Come cambia la guerra. Il conflitto mediatico e l’effetto doppler
La guerra è un momento drammatico e di profonda rottura della quotidianità: avere notizie dei cari dal fronte, conoscere le evoluzioni dei combattimenti, aspettare i dispersi e piangere i defunti. O per lo meno così era vissuto solitamente il conflitto dai paesi coinvolti. Dall’esterno, le dirette televisive – a partire da quelle della guerra in Iraq del 1991 – raccontavano di stralci e momenti decisivi agli interessati. E anche il coinvolgimento generato in Occidente da tante guerre sommerse è sempre stato molto relativo e lasciato il più delle volte al parere degli esperti e di studiosi. Per non parlare dell’accoglienza ai profughi, sempre più alle prese con interi schieramenti socio-politici contrapposti.
Oggi, per la prima volta, assistiamo ad una guerra mediatica, con tutto quello che questa constatazione comporta. E non solo riguardo all’utilizzo dei canali social da parte della propaganda russa, caratterizzata da fake news e distorsioni evidenti della realtà. Nemmeno per il sapiente uso che il Presidente ucraino Volodymyr Zelensky ha saputo fare dei social, creando empatia alla sua causa e mettendo l’Occidente in condizioni di non poter rifiutare di fornirgli aiuto e sostegno.
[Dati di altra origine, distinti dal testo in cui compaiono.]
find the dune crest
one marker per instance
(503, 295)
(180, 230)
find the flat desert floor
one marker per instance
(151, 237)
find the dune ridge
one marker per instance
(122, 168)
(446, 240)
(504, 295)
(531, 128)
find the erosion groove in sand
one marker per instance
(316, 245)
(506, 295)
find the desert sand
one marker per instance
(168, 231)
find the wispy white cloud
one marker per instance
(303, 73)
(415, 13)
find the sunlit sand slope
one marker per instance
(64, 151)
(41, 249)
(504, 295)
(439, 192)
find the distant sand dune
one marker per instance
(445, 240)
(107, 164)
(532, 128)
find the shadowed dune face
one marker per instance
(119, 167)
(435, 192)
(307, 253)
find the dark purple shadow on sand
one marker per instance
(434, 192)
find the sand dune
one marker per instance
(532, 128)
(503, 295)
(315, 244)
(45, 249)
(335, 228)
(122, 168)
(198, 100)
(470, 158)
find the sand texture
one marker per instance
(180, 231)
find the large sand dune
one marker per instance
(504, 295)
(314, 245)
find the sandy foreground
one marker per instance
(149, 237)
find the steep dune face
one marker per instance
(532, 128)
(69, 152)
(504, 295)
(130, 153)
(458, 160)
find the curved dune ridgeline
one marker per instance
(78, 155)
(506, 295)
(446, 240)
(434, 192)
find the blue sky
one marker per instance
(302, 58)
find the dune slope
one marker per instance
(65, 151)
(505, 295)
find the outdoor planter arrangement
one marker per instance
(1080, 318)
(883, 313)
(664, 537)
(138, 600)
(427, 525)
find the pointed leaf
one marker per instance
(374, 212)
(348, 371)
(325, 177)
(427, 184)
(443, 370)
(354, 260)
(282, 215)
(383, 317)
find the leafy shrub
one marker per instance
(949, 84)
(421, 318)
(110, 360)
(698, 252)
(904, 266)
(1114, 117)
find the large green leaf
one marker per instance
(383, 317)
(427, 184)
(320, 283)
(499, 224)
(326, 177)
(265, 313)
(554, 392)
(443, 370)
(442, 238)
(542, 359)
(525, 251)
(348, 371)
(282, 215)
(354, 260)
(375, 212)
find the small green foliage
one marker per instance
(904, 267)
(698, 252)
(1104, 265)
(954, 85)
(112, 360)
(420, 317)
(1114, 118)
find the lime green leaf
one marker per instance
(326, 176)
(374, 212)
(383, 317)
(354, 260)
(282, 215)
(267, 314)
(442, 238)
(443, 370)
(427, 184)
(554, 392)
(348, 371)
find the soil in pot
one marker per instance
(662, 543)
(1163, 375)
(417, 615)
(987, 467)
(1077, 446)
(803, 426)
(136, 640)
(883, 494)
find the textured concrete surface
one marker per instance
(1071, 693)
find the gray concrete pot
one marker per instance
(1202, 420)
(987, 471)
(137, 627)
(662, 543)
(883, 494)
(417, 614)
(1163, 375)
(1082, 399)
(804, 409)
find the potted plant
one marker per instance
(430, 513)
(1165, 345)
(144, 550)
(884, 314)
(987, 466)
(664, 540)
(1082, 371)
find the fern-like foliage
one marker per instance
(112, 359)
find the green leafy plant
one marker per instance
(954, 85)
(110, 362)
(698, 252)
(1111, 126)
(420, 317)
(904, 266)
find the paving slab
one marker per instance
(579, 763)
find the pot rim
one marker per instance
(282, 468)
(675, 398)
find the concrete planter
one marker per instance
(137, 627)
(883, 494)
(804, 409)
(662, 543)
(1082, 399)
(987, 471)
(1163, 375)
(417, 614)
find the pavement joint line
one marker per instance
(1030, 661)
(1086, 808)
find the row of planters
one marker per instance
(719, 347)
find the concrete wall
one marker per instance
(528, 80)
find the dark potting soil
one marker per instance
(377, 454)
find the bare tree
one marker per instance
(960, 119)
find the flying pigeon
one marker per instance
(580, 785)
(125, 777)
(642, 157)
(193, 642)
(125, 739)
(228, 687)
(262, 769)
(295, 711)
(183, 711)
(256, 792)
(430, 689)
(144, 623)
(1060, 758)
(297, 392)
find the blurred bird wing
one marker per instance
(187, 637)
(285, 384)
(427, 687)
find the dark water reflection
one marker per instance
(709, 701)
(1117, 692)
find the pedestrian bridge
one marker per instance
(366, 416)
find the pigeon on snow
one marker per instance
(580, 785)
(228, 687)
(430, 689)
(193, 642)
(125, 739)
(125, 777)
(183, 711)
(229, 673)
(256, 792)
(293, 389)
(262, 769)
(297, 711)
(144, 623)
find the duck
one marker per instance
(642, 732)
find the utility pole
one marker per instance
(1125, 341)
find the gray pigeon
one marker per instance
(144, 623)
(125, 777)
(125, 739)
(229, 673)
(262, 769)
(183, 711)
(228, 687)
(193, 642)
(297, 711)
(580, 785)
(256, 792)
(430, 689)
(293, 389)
È emblematico il caso dei social networker che si moltiplicano in rete uplodando messaggi dalle prime linee, tra riti scaramantici dei soldati, stralci di battaglie di strenua difesa, edifici distrutti da bombardamenti live, e che raccontano un conflitto drammatico, con il video sempre puntato su ciò che sta accadendo. Per non parlare delle immagini strazianti delle famiglie divise che ritraggono il papà che resta a combattere e moglie e figli in partenza per mettersi al sicuro. Frame che hanno creato il clima giusto per l’accoglienza dei profughi facendo leva sulla profonda umanità che la solidarietà richiede. E che richiederebbe sempre.
Oltre ad essere una guerra speciale in tal senso, la proliferazione generata sui social può permettere di maturare così con il dovuto distacco le ragioni e la possibile composizione del conflitto, che deve avvenire necessariamente sul piano diplomatico? E, infine, non si rischia di generare un effetto doppler, di anamnesi emotiva per cui, tra una foto di moda e un video di cucina, si interiorizza la guerra per pochi secondi rimuovendola subito dopo? La gravità dell’accaduto merita una seria riflessione.